The best part though, the thing that really defines the experience to me is that I needn’t write whole chapters of the time. Got an idea for a piece of dialogue? Stick the microphone on and act it out, role-play it. Allow the conversation to flow as you take on each character, saying what you (or rather they) would say and let the thing write itself. You want to stand in a shieldwall? Get out of your chair, stand as you would; knees bent in that half crouch, left arm forward as if carrying the shield and feel your weight shift as you imagine the men to your left and  right shuffling and bracing before the charge strikes home. Describe it as you do it and there’s your scene done. Fortunately, my house is stuffed full of the trappings of re-enactment (because everybody needs a hobby right?). I want to describe a dagger? I pick one up. I can talk of its weight, the bindings on the hilt, the edge of the blade or the balance as I turn it through my fingers.
I tend to take my laptop with me wherever I go, so if it’s back in my tent at a weekend away as a Viking, I can come sweating, and sometimes bloody from a hard fight and breathlessly describe what it felt like: consigning those words to a file on my desktop, knowing they’ll find a home when the time comes to take them out of the word hoard and mesh them into some violent little story later.
Method writing, I suppose you could call it. You want to write about a knife fight? Have one.
I also like the idea that this is somehow back to the old notion of storytelling as an oral tradition.

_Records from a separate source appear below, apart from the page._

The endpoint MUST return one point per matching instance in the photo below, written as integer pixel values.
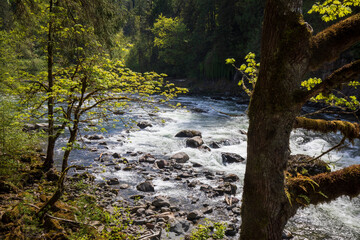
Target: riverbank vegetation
(67, 63)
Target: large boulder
(306, 165)
(160, 202)
(188, 133)
(147, 158)
(146, 186)
(95, 137)
(180, 157)
(194, 142)
(231, 158)
(144, 124)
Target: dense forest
(71, 67)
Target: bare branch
(331, 42)
(342, 75)
(347, 129)
(326, 187)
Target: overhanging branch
(325, 187)
(342, 75)
(331, 42)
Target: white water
(338, 220)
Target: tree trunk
(49, 161)
(272, 111)
(69, 146)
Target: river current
(339, 219)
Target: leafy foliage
(209, 230)
(249, 72)
(334, 9)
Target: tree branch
(347, 129)
(344, 74)
(325, 187)
(331, 42)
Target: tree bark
(49, 161)
(288, 52)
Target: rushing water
(339, 219)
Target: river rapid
(339, 219)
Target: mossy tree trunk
(49, 161)
(288, 52)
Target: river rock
(231, 158)
(188, 133)
(231, 230)
(160, 202)
(116, 155)
(194, 142)
(52, 175)
(214, 145)
(113, 181)
(146, 186)
(144, 124)
(204, 148)
(180, 157)
(305, 165)
(231, 178)
(124, 186)
(194, 215)
(147, 158)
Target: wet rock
(124, 186)
(160, 202)
(194, 142)
(144, 124)
(194, 215)
(180, 157)
(146, 187)
(231, 158)
(208, 210)
(94, 137)
(147, 158)
(204, 148)
(231, 178)
(149, 212)
(231, 230)
(7, 187)
(52, 175)
(305, 165)
(137, 196)
(236, 210)
(185, 175)
(188, 133)
(116, 155)
(161, 163)
(214, 145)
(113, 181)
(179, 226)
(197, 165)
(25, 159)
(118, 112)
(242, 132)
(206, 188)
(286, 234)
(193, 184)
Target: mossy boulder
(7, 187)
(306, 165)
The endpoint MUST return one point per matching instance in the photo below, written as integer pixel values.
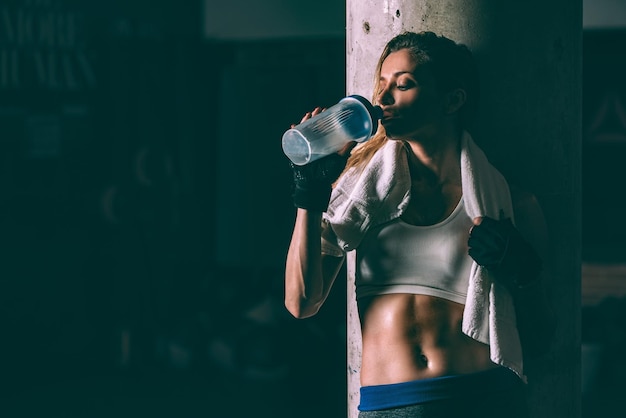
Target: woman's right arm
(309, 274)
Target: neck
(436, 157)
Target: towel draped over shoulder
(380, 192)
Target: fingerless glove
(499, 247)
(313, 181)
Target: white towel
(381, 192)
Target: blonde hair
(452, 66)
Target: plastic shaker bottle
(354, 118)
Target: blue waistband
(374, 398)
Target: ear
(455, 99)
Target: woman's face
(408, 96)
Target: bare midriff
(410, 337)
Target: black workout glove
(500, 248)
(313, 181)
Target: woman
(446, 286)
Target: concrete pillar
(529, 54)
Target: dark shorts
(494, 393)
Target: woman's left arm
(515, 255)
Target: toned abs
(409, 337)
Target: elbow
(301, 309)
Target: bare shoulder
(529, 218)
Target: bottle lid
(376, 112)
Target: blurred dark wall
(145, 212)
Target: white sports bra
(397, 257)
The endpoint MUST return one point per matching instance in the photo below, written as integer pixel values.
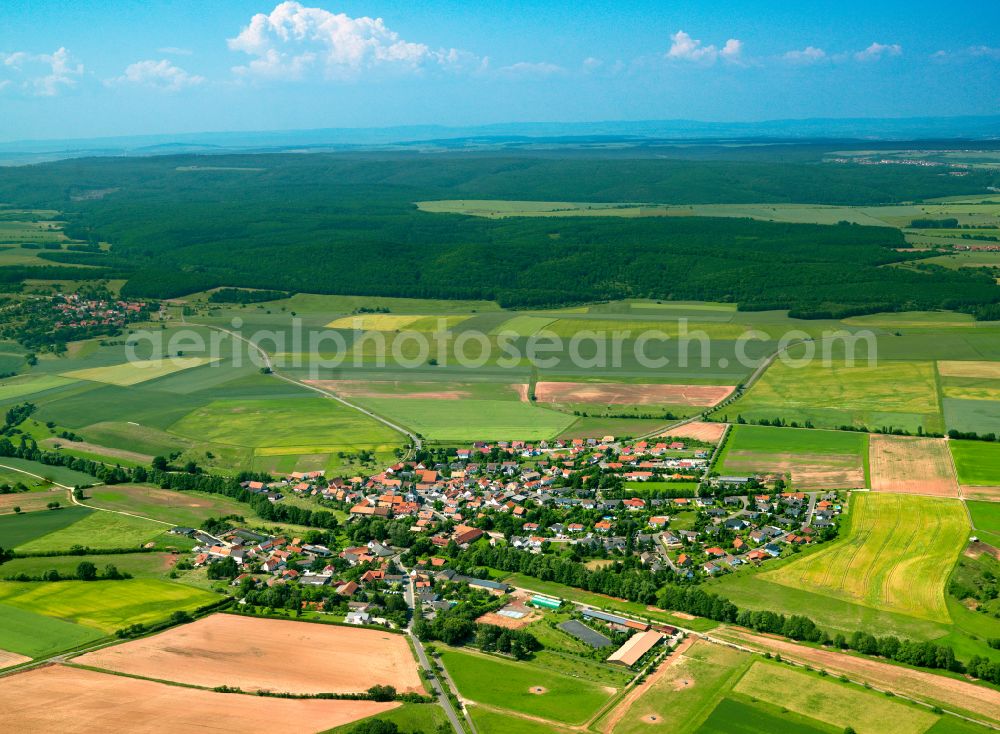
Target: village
(399, 559)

Couple of thousand words a day on your commute, another thousand on your lunch hour, and any time you can spare in the evenings to act and shout at your laptop, and suddenly all of the drudgery is gone out of writing. That’s 3% of a big novel, every day, written during time you would otherwise have wasted. Easy.

Like a Norseman fresh from a raid I get home laden down with riches for the word hoard, though be advised: you get some very odd looks on the train to London, though it does near-guarantee you your own seat.

The above was all rambled out in one sitting and has not been edited as a means of showing the extent to which the method does/doesn't cope with that old stream of consciousness.